For Love of Mother-Not
- Author: Alan Dean Foster
- Cover artist: Michael Whelan
- Language: English
- Genre: Science fiction
- Publisher: Del Rey Books
- Publication date: 1983
- Publication place: United States
- Media type: Print (paperback)
- Pages: 256
- ISBN: 0-345-34689-0
- OCLC: 44853088
- Followed by: The Tar-Aiym Krang

= For Love of Mother-Not =

1983 novel by Alan Dean Foster

For Love of Mother-Not is a science fiction novel by American writer Alan Dean Foster, first published in 1983. The book is chronologically the first in the Pip and Flinx series, though it was written fourth, as a prequel to help flesh out Flinx’s early history.

==Plot introduction==
The story of Flinx is begun in this novel, exploring his early years growing up with Mother Mastiff on the planet Moth.
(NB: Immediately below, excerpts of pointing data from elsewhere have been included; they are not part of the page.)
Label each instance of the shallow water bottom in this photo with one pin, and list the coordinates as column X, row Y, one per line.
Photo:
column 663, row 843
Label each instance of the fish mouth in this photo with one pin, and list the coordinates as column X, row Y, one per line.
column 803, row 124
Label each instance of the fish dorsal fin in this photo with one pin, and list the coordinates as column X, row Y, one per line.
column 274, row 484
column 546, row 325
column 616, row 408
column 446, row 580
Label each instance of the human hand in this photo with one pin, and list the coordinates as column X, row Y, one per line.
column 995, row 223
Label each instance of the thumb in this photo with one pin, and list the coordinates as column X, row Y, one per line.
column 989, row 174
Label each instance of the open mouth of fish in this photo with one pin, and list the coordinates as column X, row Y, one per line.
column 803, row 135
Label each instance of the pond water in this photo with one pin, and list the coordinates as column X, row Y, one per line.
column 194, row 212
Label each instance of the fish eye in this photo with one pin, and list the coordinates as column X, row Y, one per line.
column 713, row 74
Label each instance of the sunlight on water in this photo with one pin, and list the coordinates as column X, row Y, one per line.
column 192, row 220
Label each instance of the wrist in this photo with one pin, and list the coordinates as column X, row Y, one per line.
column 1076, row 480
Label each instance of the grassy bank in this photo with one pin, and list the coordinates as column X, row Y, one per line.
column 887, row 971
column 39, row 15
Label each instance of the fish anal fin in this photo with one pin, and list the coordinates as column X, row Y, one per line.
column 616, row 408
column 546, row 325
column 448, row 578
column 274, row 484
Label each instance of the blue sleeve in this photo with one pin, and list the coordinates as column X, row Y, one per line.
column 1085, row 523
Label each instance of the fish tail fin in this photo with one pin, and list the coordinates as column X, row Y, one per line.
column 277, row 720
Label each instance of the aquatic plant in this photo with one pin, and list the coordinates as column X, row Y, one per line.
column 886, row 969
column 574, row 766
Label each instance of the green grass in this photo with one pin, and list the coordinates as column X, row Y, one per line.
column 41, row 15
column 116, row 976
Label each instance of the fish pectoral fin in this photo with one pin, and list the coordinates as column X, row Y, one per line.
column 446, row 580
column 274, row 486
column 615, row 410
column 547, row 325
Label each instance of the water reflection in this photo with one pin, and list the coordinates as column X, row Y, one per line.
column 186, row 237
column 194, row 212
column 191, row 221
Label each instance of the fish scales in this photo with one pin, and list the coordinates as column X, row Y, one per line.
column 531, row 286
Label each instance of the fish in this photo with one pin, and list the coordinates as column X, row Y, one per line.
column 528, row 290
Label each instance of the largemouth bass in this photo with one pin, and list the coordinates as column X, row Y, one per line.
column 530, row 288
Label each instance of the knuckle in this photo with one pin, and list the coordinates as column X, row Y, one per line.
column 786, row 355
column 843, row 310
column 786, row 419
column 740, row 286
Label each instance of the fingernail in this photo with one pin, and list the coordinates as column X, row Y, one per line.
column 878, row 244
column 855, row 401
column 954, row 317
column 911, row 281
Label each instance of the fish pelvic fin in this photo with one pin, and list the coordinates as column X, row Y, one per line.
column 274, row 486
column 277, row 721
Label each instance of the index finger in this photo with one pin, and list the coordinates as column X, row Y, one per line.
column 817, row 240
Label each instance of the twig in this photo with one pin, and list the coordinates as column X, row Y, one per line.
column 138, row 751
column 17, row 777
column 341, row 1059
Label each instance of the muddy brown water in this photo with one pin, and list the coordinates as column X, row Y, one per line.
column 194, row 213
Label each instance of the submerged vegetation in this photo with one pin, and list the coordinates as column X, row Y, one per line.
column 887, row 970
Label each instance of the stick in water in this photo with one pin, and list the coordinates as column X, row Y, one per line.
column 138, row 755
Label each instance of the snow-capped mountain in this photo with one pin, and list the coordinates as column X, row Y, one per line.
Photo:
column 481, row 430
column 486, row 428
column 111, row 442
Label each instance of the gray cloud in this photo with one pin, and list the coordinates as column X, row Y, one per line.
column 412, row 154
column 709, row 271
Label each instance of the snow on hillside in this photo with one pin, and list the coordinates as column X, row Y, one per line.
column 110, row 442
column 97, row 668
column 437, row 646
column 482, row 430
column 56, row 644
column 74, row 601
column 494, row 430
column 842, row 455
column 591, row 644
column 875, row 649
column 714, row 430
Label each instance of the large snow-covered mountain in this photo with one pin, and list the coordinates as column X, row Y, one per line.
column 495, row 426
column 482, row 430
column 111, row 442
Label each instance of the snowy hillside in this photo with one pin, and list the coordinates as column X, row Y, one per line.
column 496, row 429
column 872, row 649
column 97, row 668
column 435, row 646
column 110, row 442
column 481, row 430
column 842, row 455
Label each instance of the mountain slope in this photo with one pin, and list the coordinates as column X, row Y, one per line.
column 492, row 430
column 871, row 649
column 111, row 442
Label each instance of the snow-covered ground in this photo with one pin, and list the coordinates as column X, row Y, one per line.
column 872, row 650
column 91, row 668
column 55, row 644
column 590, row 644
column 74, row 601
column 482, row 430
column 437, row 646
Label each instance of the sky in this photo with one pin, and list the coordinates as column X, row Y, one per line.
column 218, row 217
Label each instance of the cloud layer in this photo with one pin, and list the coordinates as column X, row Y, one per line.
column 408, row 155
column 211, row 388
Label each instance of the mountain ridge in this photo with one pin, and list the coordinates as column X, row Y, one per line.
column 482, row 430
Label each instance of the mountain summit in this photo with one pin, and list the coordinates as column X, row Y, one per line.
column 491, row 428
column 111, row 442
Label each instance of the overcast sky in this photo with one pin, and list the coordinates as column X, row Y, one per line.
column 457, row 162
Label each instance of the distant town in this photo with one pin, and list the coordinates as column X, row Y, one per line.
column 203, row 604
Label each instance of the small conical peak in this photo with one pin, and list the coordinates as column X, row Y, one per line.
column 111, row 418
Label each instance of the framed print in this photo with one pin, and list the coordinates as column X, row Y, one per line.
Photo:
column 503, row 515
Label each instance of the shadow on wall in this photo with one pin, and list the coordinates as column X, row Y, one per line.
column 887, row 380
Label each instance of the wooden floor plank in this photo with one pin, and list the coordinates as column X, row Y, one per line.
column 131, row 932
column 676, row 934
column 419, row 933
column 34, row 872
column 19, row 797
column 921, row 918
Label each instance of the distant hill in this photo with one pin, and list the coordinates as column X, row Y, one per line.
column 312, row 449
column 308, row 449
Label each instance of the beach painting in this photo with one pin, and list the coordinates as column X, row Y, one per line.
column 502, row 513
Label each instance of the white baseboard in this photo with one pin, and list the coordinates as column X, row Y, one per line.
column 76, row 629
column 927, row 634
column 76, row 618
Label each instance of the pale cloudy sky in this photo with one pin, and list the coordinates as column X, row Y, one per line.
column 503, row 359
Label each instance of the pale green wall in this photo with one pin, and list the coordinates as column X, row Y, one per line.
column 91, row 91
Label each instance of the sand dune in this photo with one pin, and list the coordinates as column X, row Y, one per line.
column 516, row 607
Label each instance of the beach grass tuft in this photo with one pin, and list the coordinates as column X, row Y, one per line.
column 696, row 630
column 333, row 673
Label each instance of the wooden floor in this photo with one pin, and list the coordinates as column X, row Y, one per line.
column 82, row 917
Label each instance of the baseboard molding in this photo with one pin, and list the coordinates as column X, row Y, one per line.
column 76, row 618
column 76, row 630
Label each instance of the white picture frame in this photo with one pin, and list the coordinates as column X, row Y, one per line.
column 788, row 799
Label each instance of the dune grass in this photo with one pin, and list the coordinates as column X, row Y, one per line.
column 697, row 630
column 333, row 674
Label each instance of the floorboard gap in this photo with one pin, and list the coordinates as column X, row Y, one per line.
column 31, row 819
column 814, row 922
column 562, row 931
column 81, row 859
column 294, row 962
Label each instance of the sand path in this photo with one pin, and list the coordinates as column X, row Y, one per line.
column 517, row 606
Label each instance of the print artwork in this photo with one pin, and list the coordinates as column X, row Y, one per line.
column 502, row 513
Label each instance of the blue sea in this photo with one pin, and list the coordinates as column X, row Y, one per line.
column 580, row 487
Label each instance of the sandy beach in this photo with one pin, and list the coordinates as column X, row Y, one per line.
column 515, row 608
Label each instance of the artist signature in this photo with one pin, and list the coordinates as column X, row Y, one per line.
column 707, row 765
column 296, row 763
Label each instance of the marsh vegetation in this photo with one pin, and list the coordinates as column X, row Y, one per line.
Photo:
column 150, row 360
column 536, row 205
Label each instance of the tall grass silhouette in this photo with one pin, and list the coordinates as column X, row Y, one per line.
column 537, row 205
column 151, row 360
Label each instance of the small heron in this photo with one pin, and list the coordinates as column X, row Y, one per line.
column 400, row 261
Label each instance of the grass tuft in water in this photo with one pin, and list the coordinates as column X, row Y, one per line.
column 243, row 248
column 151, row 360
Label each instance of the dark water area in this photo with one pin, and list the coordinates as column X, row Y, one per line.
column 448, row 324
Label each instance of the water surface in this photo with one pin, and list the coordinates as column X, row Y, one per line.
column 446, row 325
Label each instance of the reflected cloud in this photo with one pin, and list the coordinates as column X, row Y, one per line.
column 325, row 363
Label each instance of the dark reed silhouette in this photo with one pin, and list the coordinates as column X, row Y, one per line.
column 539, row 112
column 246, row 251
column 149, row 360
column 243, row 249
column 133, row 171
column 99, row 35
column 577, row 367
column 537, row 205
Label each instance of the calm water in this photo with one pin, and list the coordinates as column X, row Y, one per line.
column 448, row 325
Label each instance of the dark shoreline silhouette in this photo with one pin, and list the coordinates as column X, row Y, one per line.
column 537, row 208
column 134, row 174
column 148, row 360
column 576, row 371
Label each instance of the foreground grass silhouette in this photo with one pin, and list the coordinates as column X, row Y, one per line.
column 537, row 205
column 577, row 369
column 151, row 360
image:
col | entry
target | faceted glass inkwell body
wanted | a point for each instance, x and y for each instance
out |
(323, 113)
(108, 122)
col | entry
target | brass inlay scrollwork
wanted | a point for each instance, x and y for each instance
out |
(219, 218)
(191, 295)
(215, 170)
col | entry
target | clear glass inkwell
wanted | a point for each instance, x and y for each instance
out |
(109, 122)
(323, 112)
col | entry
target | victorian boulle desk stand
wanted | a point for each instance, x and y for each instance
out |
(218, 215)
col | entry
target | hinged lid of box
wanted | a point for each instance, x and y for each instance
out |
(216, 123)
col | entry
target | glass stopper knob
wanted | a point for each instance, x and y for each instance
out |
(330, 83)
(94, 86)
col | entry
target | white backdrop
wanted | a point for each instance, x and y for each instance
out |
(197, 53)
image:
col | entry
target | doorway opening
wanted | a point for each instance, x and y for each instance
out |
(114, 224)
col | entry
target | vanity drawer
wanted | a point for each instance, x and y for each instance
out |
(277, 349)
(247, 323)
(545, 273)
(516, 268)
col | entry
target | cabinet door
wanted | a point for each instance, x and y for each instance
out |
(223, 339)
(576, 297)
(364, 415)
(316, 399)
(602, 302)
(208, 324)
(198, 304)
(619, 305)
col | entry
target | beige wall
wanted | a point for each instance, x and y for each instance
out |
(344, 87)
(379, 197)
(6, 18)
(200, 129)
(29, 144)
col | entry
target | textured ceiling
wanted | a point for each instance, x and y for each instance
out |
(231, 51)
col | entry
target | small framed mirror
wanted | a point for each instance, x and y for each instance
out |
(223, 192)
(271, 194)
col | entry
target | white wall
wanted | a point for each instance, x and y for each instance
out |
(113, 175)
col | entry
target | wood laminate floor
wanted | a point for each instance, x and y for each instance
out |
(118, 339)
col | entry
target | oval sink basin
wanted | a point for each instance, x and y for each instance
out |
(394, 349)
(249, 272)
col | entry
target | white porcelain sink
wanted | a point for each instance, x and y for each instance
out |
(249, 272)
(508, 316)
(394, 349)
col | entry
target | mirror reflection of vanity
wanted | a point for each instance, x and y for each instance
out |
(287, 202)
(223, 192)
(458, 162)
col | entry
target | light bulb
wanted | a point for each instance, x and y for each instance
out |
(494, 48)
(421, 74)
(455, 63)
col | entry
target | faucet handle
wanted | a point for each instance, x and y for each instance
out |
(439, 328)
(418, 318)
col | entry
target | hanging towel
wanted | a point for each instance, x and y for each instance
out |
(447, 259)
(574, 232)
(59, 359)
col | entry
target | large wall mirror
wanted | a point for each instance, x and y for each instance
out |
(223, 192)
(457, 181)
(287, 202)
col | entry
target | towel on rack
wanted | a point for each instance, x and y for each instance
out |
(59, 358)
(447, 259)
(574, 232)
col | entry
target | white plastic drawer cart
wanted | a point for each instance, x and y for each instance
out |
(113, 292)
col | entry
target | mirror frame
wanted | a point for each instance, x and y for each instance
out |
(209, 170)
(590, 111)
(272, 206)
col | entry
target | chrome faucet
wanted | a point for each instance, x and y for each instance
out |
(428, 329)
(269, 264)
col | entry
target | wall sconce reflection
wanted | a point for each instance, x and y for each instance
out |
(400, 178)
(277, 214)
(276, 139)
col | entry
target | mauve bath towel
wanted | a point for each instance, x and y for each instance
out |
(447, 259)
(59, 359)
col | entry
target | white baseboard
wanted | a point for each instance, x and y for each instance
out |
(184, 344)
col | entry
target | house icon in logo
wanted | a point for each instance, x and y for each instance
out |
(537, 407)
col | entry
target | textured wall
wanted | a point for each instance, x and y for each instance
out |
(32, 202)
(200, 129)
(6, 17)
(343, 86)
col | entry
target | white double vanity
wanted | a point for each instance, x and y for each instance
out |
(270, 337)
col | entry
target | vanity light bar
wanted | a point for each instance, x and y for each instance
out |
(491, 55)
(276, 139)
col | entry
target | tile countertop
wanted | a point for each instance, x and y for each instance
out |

Young Philip Lynx is purchased in a slave auction by Mother Mastiff for one hundred credits. After years of raising the boy, whose full origins are unknown to his adoptive mother, she suddenly disappears. Flinx pursues her across the rainy world of Moth and discovers she has been kidnapped by the mysterious Meliorare Society, a group known to have experimented with eugenics that might very well be the source of Flinx’s unusual talents.

Flinx is gifted with empathic powers and able to project emotions and read the emotions of others. Mother Mastiff also realizes later on that it was not her desire to buy the boy but his desire to be bought that was intentionally pushed on to her by Flinx.